To expand workforces, employers are offering higher wages and benefits, signing bonuses, and on-the-job training programs. While improved unemployment benefits made sense in the early months of the pandemic, the continued cycle of subsidies that exceed wages has hit numerous sectors of the economy squarely on the nose — including hotels, entertainment venues, personal services, and restaurants.
Biden has signaled he supports allowing the rescue act’s $300 enhanced jobless benefit to expire on Labor Day, as scheduled. But how do businesses that are now paying more to attract workers bring wages back in line this fall? When a free-market economy is restricted by government policies — paying to keep workers on the sidelines, for example — it impacts multiple facets of monetary activity.
Couple that with the manipulation of pandemic data, whether to boost death counts or restrict public access, and it’s clear to see why things are getting more expensive. In the past few months, we’ve seen costs rise for food, labor, hospitality, rental cars, gasoline, airfare, and more. How long prices will ascend is anyone’s guess.
Another factor contributing to inflation is politics.

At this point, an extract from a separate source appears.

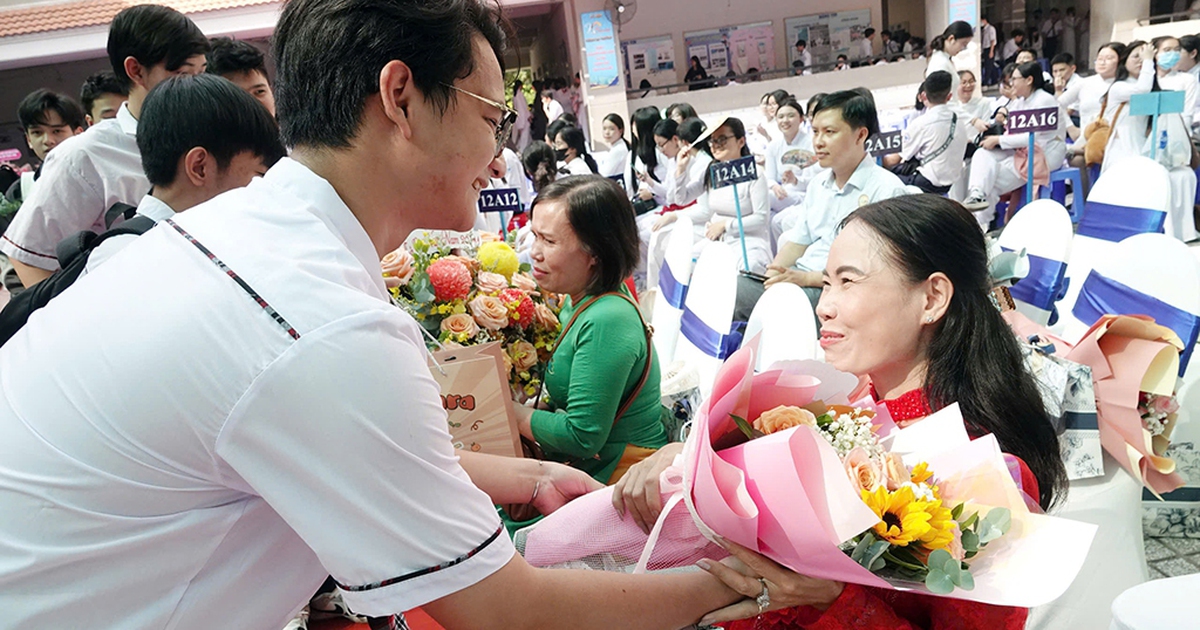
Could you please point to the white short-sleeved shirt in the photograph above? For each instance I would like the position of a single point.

A case can be made that the Democratic Party, with the rescue act, sought to impede the economy and force employers to run up labor costs. The result was a de facto hike in the minimum wage — part of a quest the party reasons will lead to a universal basic income.
As we’ve seen, big government doesn’t necessarily mean good government. The winners of added public encumbrances are workers and bureaucrats. The losers are consumers and anyone who seeks to bolster prosperity through free-market principles. Politicians often say they “follow the science” in making policy changes, but it doesn’t apply to economics.